At first Athos, Porthos, Aramis and Dar Tanyon were a bit gloomy about the effort needed to accomplish the four steps to file destruction. However, their desire to do right by their former clients prevailed. They decided to have several staff "file closing" parties with free pizza and overtime pay to motivate firm members to go through all the old files.

On reflection, they believed that sending notices to former clients and their heirs would add to their reputation of being good, responsible lawyers in the community and might even generate some business. They also decided to implement a file retention policy with their current and future clients, either in a fee agreement or developed in writing during the relationship. (Los Angeles County Bar Association Formal Op. Nos. 491, 330 and Bar Association of San Francisco Formal Op. Nos. 1996-1 and 1990-1. See Form 5:M, Vapnek, Tuft, Peck & Wiener, California Practice Guide — Professional Responsibility (The Rutter Group 2002))

"Our heirs and firm successors will never have to face this again!" Porthos promised. The four partners cheered: "One for all and all for one!"

• Ellen Peck is a former judge of the State Bar Court, a past chair of the State Bar's Committee on Professional Responsibility and Conduct and a member of the Commission to Revise the Rules of Professional Conduct. A private practitioner in Escondido, she is a co-author of The Rutter Group's California Practice Guide — Professional Responsibility.

Certification

  • This self-study activity has been approved for Minimum Continuing Legal Education credit by the State Bar of California in the amount of one hour of legal ethics.


  • The State Bar of California certifies that this activity conforms to the standards for approved education activities prescribed by the rules and regulations of the State Bar of California governing minimum continuing legal education.

Self-assessment test

Answer the following questions after reading the MCLE article on commercial letters of credit. Use the answer form provided to send the test, along with a $20 processing fee, to the State Bar. If you do not receive your certificate within four weeks, call 415-538-2504.

  1. Barry Barrister handled successful real estate development deals for the Marx Brothers for 20 years. One night at an opera gala, the brothers developed irreconcilable differences and have decided to sever all business relations. Groucho, Harpo and Chico have each requested that Barry give them the original file and not give it to any other brother. Barry can ethically give the original files to Groucho, the eldest brother.

  2. Cathy Crimlawyer decided to scan and store electronically all of her former clients' criminal files. Since there are no original documents in her file, electronic storage is ethically appropriate.
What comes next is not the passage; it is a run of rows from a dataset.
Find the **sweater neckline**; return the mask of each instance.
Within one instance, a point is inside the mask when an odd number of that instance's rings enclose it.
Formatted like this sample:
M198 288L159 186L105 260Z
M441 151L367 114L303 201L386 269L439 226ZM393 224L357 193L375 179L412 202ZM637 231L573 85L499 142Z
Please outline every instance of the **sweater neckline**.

  3. The Rules of Professional Conduct require that a lawyer "take reasonable steps to safeguard documents in the lawyer's possession relating to the representation of a client or former client."


  4. Alice Attorney has no duty to maintain the files of former clients that have not requested files after Alice completed their engagements and with whom she no longer has an attorney-client relationship.
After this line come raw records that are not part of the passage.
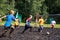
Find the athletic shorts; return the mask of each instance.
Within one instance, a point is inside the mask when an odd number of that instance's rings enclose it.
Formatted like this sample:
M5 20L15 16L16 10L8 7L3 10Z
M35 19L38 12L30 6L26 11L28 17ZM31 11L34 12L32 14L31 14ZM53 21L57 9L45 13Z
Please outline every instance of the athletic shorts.
M40 25L40 30L43 30L43 25Z
M9 30L11 29L11 27L4 27L4 30Z

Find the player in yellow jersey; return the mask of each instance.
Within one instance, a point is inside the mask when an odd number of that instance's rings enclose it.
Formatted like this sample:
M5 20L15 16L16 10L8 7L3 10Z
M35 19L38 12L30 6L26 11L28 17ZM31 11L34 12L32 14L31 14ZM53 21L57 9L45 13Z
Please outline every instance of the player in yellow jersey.
M19 24L20 24L20 21L19 21L18 18L16 18L16 19L15 19L15 23L14 23L14 25L12 26L12 28L15 29L16 27L19 27L19 26L20 26Z
M44 25L44 19L42 17L39 17L39 26L40 26L40 28L38 29L39 32L42 32L43 25Z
  5. An attorney is a bailee of papers which the client has given the lawyer.


  6. The ABC Law Firm can destroy former client files five years after conclusion of the representation.


  7. Some original documents are required to be deposited in court.


  8. An original will, declaration of trust, trust amendment, or other original document modifying a will or trust are examples of the kinds of documents which must be deposited in court.


  9. A signed original nomination of conservator may be destroyed five years after termination of the attorney-client relationship.


  10. The ABC Law Firm can destroy intrinsically valuable original documents, as long as the attorney-client relationship has been terminated for five years or more.


  11. In going through a file that had been closed for 10 years, Amos Attorney found Former Client's original deed of trust to the Lost Dutch-man's Mine dated 1898. Assuming that the deed had been superceded, or was a fake, Amos shredded the deed appropriately.


  12. In going through Former Client's closed file, Carla Counsel found an original stock certificate for 10 shares in Microsoft Corp. Carla located an address for Former Client, sent her a notice that Carla had the original Microsoft Corp. stock certificate and requested instructions about what to do with the stock. Former Client did not respond. After three years, if Former Client does not respond, the stock will escheat to the state of California.


  13. David Deal, an entertainment lawyer, had represented now- deceased Carrie Cute, one of the most popular child movie stars of the last century. In Carrie's files were a number of drawings Carrie made while sitting in his office with her parents and correspondence between Carrie and David. David is retiring and does not want to pay for storage of Carrie's files. Since there are no estate planning original or intrinsically valuable documents in Carrie's file, David may destroy the file to preserve Carrie's privacy.


  14. After looking through each former client's file and finding no documents under the Probate Code, no intrinsically valuable documents, no documents in high profile cases or involving celebrity clients and no documents necessary to protect a client from prejudice, at least one ethics committee maintained that a lawyer still had an ethical obligation to try to return files to former clients or try to obtain client authorization to destroy closed files.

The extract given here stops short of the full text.